What is the Maximum Rate of Change in Scalar Fields?

[CoolDude420]

Homework Statement

Hi,

I'm having some doubts about the gradient. In my lecture notes the gradient of a scalar field at a point is defined to point in the direction of maximum rate of change and have a magnitude corresponding to the magnitude of that maximum rate of change of the scalar field.

Now, if I google online, people say that the Gradient is the maximum rate of increase.

Which is it? Maximum rate of increase or Maximum rate of decrease or maximum rate of change?
Say you are at the top of a hill and can't go any higher then clearly there is no maximum rate of increase then shouldn't the gradient there be zero? But if its maximum rate of change then shouldn't it be pointing downward?

Homework Equations

The Attempt at a Solution

 

[Charles Link]

A good example might be a hemisphere. (Edit: You can write $x^2+y^2+z^2=R^2$, so that $z=\sqrt{R^2-(x^2+y^2)}$).
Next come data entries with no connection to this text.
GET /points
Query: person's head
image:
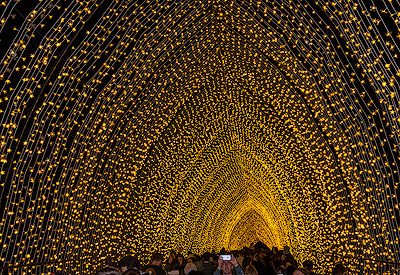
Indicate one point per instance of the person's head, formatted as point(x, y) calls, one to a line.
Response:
point(301, 271)
point(206, 256)
point(339, 270)
point(227, 267)
point(191, 260)
point(251, 270)
point(156, 259)
point(283, 257)
point(150, 271)
point(308, 265)
point(174, 265)
point(256, 257)
point(189, 267)
point(111, 263)
point(181, 259)
point(108, 271)
point(129, 262)
point(131, 272)
point(280, 271)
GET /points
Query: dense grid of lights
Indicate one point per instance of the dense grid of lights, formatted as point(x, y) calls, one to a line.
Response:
point(133, 126)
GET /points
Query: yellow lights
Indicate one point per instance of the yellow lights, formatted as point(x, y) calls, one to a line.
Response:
point(135, 126)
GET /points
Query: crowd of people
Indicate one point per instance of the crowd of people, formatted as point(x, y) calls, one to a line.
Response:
point(259, 261)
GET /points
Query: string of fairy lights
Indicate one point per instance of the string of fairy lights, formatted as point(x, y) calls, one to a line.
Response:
point(140, 126)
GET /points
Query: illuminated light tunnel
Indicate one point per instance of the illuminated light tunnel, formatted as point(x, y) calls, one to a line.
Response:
point(142, 126)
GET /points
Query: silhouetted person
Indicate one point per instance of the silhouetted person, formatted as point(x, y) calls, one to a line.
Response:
point(155, 263)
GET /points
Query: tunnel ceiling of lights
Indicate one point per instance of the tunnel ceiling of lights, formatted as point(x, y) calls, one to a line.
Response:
point(141, 126)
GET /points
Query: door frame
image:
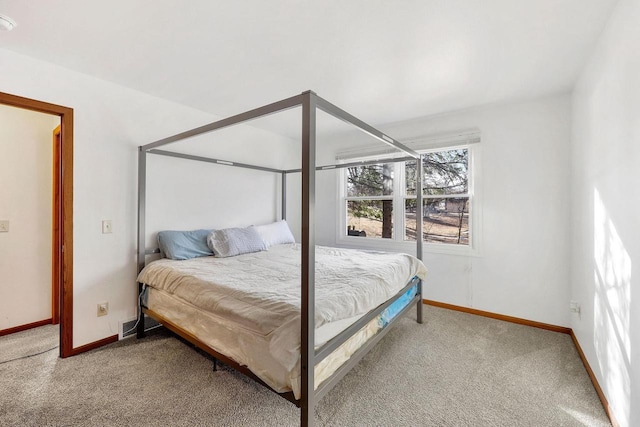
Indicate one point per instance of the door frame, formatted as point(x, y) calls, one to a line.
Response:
point(56, 229)
point(65, 252)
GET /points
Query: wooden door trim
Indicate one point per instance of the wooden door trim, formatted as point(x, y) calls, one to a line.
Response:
point(66, 130)
point(56, 228)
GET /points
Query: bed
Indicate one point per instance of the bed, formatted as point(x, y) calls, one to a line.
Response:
point(247, 307)
point(322, 310)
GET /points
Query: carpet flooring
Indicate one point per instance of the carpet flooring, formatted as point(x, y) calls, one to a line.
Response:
point(31, 341)
point(456, 369)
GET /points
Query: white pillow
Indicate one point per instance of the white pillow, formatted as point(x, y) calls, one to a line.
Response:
point(235, 241)
point(276, 233)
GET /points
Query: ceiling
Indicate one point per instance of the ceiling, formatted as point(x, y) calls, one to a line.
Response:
point(384, 61)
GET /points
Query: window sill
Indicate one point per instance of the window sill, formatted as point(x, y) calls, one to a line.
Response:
point(404, 246)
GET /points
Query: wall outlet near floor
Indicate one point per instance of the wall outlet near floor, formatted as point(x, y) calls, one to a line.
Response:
point(574, 307)
point(107, 227)
point(103, 309)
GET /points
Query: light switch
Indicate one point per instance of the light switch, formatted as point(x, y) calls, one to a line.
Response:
point(106, 226)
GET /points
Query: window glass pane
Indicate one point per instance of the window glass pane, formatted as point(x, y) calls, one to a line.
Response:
point(370, 218)
point(445, 172)
point(445, 220)
point(371, 180)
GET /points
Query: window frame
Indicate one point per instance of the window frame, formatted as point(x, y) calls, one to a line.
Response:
point(398, 242)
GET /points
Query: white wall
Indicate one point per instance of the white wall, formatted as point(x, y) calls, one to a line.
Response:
point(25, 200)
point(110, 122)
point(522, 269)
point(605, 206)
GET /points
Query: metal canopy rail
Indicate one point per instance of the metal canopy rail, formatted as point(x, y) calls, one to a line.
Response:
point(310, 103)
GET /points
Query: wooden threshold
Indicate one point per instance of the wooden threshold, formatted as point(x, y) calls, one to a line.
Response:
point(94, 345)
point(25, 327)
point(554, 328)
point(502, 317)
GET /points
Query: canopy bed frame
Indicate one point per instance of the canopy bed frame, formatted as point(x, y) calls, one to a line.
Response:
point(310, 356)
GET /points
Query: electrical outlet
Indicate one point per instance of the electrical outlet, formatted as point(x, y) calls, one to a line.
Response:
point(106, 226)
point(574, 307)
point(103, 309)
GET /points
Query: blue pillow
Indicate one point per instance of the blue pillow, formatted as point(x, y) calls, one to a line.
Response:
point(182, 245)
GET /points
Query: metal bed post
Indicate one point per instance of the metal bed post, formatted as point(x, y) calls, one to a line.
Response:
point(283, 191)
point(307, 282)
point(419, 218)
point(142, 197)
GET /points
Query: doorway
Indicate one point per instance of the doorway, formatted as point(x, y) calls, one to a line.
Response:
point(62, 215)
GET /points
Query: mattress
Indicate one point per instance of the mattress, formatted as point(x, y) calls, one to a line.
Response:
point(248, 307)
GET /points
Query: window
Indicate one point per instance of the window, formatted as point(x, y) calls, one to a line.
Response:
point(370, 200)
point(380, 201)
point(445, 210)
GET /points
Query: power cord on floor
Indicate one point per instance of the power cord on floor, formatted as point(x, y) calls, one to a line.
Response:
point(29, 355)
point(139, 312)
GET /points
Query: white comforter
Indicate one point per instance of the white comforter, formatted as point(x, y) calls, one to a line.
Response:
point(261, 290)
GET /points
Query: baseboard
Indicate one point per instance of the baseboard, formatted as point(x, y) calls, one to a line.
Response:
point(25, 327)
point(554, 328)
point(502, 317)
point(94, 345)
point(594, 381)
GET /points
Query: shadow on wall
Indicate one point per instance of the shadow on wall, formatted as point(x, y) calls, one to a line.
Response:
point(611, 308)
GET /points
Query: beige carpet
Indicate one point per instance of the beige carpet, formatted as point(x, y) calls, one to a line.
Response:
point(31, 341)
point(455, 370)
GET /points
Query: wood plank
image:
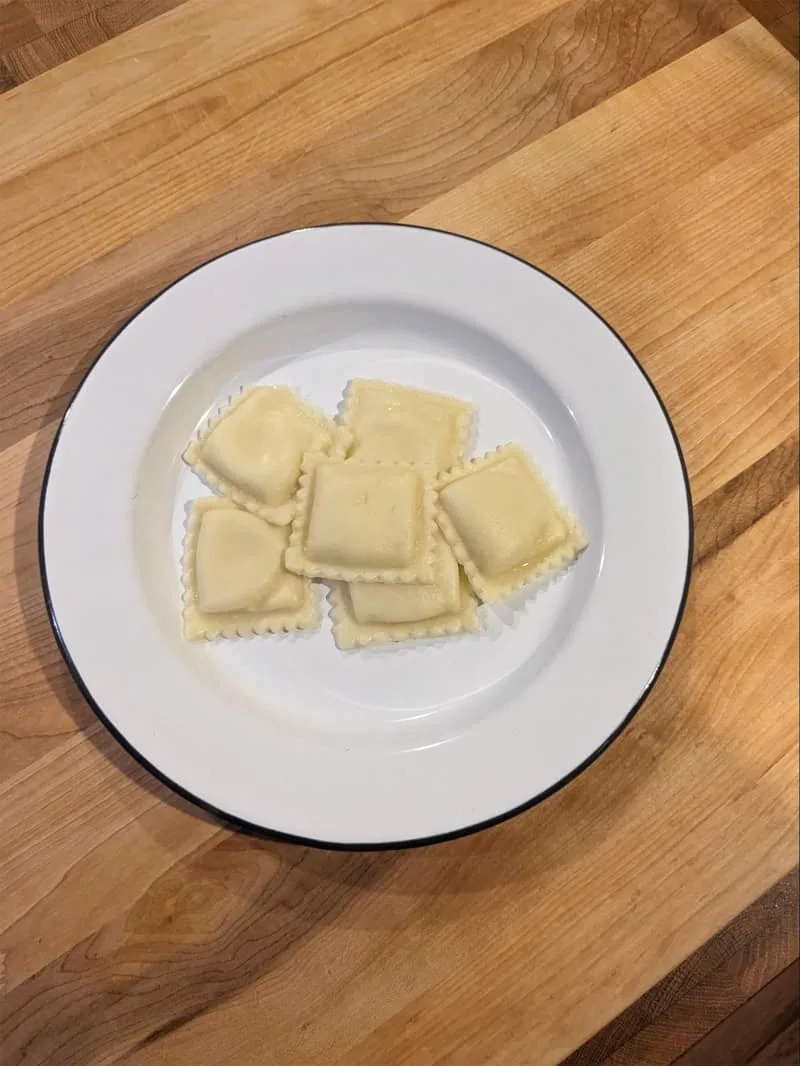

In this case the function is the height $z=f(x,y)$, and you take a two dimensional gradient: $\nabla f(x,y)=(\frac{\partial{f(x,y)}}{\partial{x}}) \hat{i}+(\frac{\partial{f(x,y)}}{\partial{y}}) \hat{j}$. $\\$ In general, $df=\nabla f \cdot d \vec{s}$. $\\$ For this 2-D case $dz=df= \nabla f \cdot (\hat{i} dx+\hat{j} dy)$. The change $dz$ is maximized for a given change $|d \vec{s} |$ when $d \vec{s} =\hat{i} dx+\hat{j} dy$ points along $\nabla f$, (gradient here in two dimensions), so that the dot product $\cos(\theta)$ factor is 1. $\\$ And you do have it right=at the top of the hill, the two dimensional gradient is zero. Anywhere else on the hemisphere, you will find $\nabla f$ points radially inward for the direction of steepest ascent. And if you travel at right angles to this direction, (on the hemisphere staying at the same height}, you will find $\frac{dz}{|ds|}=0$, just as it should, since the dot product $\cos(\theta)$ factor gives zero for $\theta =\pi/2$. $\\$ The same kind of calculation applies to a function $w=f(x,y,z)$ in taking a 3 dimensional gradient. $\\$ Editing: And for the above example, you could even make your direction of travel be in 3 dimensions, so that the differential distance traveled is $d \vec{s}'=\hat{i} dx+\hat{j} dy+\hat{k} dz$, but that adds some additional complexity. It's easier to just consider the x and y motion for the direction of travel from a mathematical viewpoint.

 

[Mark44]

A good example might be a hemisphere. (You can write $z=R \sqrt{x^2+y^2}$).

For the record, this is the equation of the upper half of a right circular cone. For a hemisphere that is the upper half of the sphere centered at the origin and of radius R, the equation would be $z = \sqrt{R^2 - x^2 - y^2}$.

 

[Charles Link]

For the record, this is the equation of the upper half of a right circular cone. For a hemisphere that is the upper half of the sphere centered at the origin and of radius R, the equation would be $z = \sqrt{R^2 - x^2 - y^2}$.

Thank you @Mark44 I now made the necessary correction. :)

 

[scottdave]

I recall it first being explained as walking through some hilly terrain. The "steepest path" is the gradient.

It could be a field of other values, such as the temperature at every point in a room, for example.

You may want to read this: http://mathworld.wolfram.com/Gradient.html

Also on Wolfram, there are some interactive apps that may help.